How to encrypt data in Kafka without piling up tech debt?

How to encrypt data in Kafka without piling up tech debt?

Kafka excels at moving data in-transit, but not so much about protecting data at rest. Let's delve into the current state of affairs exploring a typical scenario you may find in your organization, and our solutions to this challenge.

Florent Ramière

5 juin 2023

Kafka: from Technical POC to Serious Business.

Picture this: Kafka, an exceptional platform that enables seamless data sharing across an entire enterprise. It all starts innocently enough, with a team tackling a simple use case - perhaps log management or telemetry.

As their confidence grows and their proficiency in Kafka deepens, it's time to level up.
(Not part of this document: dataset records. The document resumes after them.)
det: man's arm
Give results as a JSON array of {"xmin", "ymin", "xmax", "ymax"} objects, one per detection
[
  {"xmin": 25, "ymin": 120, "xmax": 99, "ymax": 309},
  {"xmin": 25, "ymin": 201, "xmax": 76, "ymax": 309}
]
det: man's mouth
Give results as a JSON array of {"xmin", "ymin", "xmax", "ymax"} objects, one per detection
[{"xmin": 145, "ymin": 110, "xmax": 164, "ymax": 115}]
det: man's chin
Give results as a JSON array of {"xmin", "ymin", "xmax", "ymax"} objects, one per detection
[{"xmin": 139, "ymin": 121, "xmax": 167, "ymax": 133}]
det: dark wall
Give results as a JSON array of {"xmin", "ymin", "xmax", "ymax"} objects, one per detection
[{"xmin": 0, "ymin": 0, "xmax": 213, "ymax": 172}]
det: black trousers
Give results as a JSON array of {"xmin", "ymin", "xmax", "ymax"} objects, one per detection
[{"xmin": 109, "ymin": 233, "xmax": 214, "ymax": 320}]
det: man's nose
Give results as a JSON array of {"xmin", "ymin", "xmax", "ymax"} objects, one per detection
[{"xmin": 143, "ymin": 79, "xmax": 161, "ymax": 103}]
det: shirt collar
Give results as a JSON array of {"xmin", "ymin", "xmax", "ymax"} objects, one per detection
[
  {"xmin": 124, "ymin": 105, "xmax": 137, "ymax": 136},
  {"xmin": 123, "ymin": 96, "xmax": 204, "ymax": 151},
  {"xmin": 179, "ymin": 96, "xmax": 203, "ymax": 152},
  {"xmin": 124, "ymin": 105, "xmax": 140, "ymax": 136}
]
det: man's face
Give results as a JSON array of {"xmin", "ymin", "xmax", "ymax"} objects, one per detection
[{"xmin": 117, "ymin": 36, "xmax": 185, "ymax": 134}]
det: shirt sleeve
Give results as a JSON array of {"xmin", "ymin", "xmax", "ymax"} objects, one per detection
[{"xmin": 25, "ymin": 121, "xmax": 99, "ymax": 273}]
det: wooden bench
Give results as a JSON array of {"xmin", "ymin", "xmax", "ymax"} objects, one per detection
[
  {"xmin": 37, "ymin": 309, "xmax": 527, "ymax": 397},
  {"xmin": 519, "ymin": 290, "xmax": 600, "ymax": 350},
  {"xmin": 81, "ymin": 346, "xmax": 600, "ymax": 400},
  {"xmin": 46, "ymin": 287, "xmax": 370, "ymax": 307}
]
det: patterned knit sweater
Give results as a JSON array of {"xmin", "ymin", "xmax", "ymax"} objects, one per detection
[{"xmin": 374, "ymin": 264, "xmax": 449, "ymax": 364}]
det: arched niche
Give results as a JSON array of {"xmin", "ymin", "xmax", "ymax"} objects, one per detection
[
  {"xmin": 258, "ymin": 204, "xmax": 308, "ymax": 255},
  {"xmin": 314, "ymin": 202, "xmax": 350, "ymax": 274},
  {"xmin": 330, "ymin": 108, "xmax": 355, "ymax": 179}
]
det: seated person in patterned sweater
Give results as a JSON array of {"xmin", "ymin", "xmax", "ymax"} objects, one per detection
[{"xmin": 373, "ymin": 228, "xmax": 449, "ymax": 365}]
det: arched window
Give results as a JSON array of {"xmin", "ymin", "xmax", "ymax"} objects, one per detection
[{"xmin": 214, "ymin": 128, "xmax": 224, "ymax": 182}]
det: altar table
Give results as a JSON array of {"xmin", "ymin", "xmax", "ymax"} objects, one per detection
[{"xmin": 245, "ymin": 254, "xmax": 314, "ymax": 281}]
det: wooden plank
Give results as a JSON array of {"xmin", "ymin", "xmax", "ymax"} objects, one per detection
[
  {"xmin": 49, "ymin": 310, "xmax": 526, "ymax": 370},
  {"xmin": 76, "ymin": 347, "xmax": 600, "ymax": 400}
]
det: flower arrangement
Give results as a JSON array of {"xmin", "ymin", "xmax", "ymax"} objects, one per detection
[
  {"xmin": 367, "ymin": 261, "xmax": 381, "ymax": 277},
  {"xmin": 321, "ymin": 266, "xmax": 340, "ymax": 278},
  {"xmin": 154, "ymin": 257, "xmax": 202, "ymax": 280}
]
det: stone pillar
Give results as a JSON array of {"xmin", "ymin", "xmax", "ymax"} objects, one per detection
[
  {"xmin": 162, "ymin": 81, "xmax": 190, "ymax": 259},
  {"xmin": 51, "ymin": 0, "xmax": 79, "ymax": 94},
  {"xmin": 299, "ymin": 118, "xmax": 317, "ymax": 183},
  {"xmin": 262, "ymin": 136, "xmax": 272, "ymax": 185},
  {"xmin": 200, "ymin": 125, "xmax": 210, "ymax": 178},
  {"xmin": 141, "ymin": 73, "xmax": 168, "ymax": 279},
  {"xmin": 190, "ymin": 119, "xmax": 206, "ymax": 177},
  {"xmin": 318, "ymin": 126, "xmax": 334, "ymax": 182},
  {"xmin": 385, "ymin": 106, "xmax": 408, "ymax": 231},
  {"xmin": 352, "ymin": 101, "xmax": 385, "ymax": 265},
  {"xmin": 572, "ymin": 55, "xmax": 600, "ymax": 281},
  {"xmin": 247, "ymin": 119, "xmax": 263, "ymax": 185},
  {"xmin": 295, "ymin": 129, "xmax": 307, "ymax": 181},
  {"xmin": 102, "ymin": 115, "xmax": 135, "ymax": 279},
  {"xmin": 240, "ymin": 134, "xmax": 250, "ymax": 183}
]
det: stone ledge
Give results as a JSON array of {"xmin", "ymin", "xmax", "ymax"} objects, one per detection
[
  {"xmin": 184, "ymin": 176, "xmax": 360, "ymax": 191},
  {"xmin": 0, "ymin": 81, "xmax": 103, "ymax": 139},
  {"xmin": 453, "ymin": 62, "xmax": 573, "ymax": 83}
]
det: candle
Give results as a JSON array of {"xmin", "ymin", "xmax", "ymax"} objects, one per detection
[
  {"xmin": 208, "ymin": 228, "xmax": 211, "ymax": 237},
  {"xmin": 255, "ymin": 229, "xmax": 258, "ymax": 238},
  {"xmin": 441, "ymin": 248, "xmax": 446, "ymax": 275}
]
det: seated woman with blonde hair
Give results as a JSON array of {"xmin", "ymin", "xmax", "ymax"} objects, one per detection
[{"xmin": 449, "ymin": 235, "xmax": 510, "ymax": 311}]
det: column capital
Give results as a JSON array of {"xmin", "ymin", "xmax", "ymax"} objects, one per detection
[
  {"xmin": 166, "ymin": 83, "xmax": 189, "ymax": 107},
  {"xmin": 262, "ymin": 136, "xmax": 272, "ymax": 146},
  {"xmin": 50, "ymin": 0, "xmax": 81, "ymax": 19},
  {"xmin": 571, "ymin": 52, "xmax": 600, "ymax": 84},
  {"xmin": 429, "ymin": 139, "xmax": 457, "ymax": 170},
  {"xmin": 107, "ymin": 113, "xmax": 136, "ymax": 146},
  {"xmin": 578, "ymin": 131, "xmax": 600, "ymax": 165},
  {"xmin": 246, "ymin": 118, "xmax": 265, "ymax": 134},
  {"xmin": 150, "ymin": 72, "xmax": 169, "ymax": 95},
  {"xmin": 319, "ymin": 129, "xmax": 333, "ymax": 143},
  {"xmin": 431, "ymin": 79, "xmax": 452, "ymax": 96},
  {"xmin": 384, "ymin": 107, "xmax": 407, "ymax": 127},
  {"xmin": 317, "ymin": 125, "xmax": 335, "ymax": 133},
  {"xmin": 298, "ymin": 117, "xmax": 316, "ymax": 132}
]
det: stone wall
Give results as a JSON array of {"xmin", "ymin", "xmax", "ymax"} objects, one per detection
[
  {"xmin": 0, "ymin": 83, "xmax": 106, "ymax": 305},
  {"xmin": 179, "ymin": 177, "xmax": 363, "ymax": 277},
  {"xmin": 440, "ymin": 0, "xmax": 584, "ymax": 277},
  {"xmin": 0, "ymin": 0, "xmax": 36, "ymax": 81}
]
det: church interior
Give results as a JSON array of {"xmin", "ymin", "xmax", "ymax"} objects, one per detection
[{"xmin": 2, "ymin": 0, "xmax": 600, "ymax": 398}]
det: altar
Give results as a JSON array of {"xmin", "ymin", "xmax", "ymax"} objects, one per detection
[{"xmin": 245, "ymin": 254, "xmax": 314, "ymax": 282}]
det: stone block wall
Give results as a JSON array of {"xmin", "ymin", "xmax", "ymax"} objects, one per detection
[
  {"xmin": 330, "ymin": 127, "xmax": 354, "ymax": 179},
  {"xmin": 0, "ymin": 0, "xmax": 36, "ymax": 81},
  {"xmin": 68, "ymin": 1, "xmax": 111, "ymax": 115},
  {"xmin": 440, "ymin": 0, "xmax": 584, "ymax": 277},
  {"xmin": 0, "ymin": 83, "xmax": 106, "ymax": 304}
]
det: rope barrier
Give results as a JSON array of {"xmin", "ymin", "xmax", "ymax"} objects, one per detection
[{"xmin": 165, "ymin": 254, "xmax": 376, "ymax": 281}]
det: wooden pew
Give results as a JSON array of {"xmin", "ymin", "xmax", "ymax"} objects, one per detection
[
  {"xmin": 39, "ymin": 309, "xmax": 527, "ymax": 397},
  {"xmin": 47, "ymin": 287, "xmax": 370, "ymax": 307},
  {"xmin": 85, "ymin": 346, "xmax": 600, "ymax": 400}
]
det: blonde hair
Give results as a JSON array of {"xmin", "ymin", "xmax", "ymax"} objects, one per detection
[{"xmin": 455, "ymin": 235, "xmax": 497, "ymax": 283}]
The stakes increase as the team moves onto business applications, a progression that's especially rapid if your Kafka is cloud-based.

Then, because you are a serious business: it's time to tackle the security of your data.

  • Data privacy

  • Regulations

  • Data leakages

  • Cyber-threat

  • Phishing

  • ...

There are so many reasons to encrypt data!

The Kafka Paradox: Stellar in Transit, Struggles at Rest.

Kafka excels in securing network communications with TLS or mTLS, setting up a fortress-like security system for your data during transit.

However, it falls short when it comes to data encryption, at the field-level, leaving your Personally Identifiable Information (PII) or General Data Protection Regulation (GDPR) data potentially exposed.

Encryption can also be your secret weapon in managing data repudiation within regulated environments. You can encrypt your data, and if there's a need to delete data, you can simply discard the key. This is what we call: Crypto Shredding!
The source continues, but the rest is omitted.